Sunrise began her education at the Fort Sill Indian School and attended the Post Oak Mission Sunday School. In 1915 because of the distance required for his children to attend boarding schools, Tabbyyetchy enrolled his children in the Cache Public Schools near Lawton, Oklahoma. She was the only Native American child in the school and was only allowed to stay for a few days before the school expelled her indicating that she might bring disease to the other students. Her parents filed a lawsuit against the school and in 1918 won a judgment that ordered the school to admit Native American children.

Finally accepted into school, Sunrise had to learn English, as she spoke only Comanche and relied on her mother to help her learn English. As her mother died before 1920, her father raised her and her four siblings with help of relatives, including his mother, To-Che-Yah. Her sister Winona would also grow up to be an educator and her brother Morris Tabbyyetchy (Sunrise) would become one of the World War II Comanche code talkers. After finishing her primary education, Sunrise graduated from the Chilocco Indian Agricultural School in 1931, before pursuing higher education at Bacone College. In 1933, she earned an associate degree from Bacone and taught there for a year before transferring to Northeastern State Teachers College, where she earned her bachelor's degree in education. On October 19, 1936, Sunrise married William Wilson Lorentino.

==Career==
Immediately after her degree was granted, Lorentino began working in 1938 at the Phoenix Indian School in Phoenix. She chose to teach students whose first language was not English and special education, teaching children with disabilities. After teaching for almost a decade on reservations in Arizona and New Mexico, such as at the Tohono O'odham Indian School near Tucson and the Tohatchi Boarding School on the Navajo Reservation, Lorentino moved to Oregon and enrolled in a master's degree program for special education from the University of Oregon. Earning her master's degree in 1947, Lorentino then taught in the Tillamook Educational System before transferring to the Santiam Central School of Albany, Oregon. Dorothy Sunrise Lorentino taught at Liberty School near Sweet Home, Oregon, for two years (1952–53; 1953–54). She later worked in the Salem, Oregon schools, teaching at Broadacres School and North Santiam School.

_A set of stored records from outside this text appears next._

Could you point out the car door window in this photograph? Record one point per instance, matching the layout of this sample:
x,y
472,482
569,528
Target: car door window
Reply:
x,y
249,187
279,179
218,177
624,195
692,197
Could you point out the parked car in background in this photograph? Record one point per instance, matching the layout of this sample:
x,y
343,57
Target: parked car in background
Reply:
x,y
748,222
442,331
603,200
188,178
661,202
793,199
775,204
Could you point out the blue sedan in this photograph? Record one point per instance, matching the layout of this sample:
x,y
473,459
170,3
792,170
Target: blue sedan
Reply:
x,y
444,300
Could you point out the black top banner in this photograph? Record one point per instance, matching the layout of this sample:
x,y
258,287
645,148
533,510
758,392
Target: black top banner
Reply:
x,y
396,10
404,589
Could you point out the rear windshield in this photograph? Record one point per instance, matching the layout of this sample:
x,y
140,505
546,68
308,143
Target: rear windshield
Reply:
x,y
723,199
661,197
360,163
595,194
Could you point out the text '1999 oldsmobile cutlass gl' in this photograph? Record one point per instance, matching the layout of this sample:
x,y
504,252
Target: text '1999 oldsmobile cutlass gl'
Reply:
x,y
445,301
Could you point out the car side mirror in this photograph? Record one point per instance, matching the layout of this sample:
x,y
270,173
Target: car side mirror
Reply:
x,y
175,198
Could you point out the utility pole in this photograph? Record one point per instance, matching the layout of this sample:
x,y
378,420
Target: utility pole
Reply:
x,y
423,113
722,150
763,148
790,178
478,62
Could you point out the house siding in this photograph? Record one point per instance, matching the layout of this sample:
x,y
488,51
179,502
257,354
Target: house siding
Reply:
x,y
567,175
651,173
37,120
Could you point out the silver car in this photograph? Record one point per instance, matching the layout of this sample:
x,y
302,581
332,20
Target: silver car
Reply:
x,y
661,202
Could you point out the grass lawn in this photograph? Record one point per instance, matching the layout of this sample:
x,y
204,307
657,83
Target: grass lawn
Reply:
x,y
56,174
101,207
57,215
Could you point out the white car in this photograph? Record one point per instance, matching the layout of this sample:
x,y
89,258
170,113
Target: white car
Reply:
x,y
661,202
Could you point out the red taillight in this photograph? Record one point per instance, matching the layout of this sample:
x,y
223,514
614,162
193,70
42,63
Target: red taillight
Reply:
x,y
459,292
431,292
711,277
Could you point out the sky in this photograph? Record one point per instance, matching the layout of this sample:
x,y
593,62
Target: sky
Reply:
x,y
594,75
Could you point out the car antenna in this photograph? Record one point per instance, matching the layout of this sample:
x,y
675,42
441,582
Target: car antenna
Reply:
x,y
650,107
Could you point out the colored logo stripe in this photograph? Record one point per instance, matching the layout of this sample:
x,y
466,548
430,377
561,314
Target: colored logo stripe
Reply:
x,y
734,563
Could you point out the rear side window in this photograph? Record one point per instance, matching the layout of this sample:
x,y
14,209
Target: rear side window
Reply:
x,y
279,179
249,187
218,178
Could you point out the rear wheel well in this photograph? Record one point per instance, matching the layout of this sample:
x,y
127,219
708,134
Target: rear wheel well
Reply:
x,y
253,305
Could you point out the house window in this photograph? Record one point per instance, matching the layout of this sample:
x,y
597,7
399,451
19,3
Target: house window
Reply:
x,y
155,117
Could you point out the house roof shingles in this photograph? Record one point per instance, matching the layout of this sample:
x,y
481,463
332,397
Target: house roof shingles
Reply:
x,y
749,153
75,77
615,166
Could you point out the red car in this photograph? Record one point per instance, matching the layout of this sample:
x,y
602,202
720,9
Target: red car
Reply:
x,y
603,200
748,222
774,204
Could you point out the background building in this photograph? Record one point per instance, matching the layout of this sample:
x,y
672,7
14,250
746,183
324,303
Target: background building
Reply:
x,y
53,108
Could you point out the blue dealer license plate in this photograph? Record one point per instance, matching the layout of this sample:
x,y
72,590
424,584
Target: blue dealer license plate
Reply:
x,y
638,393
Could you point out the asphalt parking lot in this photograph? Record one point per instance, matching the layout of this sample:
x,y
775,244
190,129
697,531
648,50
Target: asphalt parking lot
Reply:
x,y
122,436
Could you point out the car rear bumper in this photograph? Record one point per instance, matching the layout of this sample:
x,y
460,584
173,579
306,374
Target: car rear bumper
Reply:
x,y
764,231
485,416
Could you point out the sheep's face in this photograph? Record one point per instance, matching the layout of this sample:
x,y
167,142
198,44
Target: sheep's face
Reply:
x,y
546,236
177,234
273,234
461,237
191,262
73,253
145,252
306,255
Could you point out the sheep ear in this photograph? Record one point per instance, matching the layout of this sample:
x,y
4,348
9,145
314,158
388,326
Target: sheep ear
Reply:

After thirty-four years of teaching, Lorentino retired in 1972 and the following year was honored by a service award from the Tillamook Education Association. She returned to Lawton, Oklahoma and continued teaching as a substitute teacher in the 1970s, as well as teaching the Comanche language and songs to tribal members. In 1995, Lorentino was honored by the National Indian Education Association as the elder of the year. The following year, the Dorothy Sunrise Lorentino Award was inaugurated by Cache High School as an annual award for the American Indian student who best exemplifies Lorentino's principals. In 1997, she became the first Native American and the first person from Oklahoma to be inducted into the National Teachers Hall of Fame.

==Death and legacy==
Lorentino died on August 4, 2005, at her home in Fort Smith, Arkansas, and was buried at the Post Oak Cemetery in Indiahoma, Oklahoma. The judgment won in her name, Dorothy Sunrise v. District Board of Cache Consolidated School District No. 1 was a landmark case, overturning previous policy that native children had to attend schools provided by the Bureau of Indian Affairs and predating both Alice Piper v. Pine School District of 1924, which allowed Native American students in California to attend public school and Brown v. Board of Education of 1954, which decided separate schooling based on race was unconstitutional. In 1924, the language of her judgment was also incorporated into the Indian Citizenship Act, which guaranteed access to public schooling to all Native American children.